ーーさいごに、読者や看護師に向けてのメッセージをお願いします。

矢田 こういう情勢が続き、医療従事者の方々に負担がかかっていると痛感します。どこかで自分自身が体験しないとわからないこともたくさんありますよね。僕はこの作品を通してひとつのケースではありますが、医療従事者の方々にとってはずっと仕事としてなさっているので、ありがたいと思うと同時に、やっぱり舞台を見に来てくださる方々にはこういうことは他人事ではないと、作品を通して感じていただけたらと思っています。

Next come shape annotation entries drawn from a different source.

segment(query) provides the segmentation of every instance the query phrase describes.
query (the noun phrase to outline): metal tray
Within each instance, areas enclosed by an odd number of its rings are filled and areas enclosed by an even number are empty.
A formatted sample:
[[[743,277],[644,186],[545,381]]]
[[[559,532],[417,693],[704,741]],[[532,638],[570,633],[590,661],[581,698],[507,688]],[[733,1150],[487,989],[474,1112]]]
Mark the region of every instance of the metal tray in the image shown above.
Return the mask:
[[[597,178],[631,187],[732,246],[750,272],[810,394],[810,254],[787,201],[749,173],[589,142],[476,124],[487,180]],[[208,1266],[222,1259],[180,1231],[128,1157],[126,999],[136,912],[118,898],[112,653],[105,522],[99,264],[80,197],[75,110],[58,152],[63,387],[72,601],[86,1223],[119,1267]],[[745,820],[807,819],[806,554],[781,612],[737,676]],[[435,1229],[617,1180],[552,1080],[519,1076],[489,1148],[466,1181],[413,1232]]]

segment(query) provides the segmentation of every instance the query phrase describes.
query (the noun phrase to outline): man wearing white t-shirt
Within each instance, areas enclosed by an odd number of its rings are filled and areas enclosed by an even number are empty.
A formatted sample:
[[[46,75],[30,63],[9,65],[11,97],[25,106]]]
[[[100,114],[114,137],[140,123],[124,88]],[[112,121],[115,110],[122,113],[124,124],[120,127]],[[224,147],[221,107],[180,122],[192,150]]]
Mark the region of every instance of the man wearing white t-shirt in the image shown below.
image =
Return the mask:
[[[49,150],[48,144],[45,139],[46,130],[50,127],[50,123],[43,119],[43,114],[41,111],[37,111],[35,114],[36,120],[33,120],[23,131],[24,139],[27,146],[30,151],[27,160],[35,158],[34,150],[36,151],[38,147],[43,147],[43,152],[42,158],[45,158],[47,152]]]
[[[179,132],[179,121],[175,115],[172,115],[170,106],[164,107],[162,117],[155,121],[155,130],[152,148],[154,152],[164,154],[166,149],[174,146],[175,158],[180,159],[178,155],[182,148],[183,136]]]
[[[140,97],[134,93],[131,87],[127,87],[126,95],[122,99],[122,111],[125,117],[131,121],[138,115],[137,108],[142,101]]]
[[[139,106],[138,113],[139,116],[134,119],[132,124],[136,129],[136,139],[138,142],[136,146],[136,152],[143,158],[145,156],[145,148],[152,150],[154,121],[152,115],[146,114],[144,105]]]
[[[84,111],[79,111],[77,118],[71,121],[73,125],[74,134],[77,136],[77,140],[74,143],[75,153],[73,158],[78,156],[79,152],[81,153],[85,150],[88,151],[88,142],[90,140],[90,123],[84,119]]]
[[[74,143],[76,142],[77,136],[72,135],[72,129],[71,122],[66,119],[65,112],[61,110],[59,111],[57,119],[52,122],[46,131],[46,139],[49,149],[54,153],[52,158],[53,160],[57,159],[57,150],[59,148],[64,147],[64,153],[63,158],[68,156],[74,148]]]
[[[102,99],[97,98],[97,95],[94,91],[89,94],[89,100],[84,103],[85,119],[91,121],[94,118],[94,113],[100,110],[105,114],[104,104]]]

上口 作品を通して、医療従事者の方々は自分を出すことに対して、線を引いていることに気づきました。患者さんのために働きかけをする、過酷な状況のなかでも涙を見せないなど、自分の感情をとにかく抑えているのだな、と。それは役者として演じるのも大変なのに、医療の現場では日常的に行われているのだと考えると、胸が苦しくもあります。医療従事者であるという状態を脱ぎ捨てて、ひとりになってはじめて流れる涙があるのではないかと、想像してしまいます。本当にありがとうございますという気持ちを舞台でも伝えたいですね。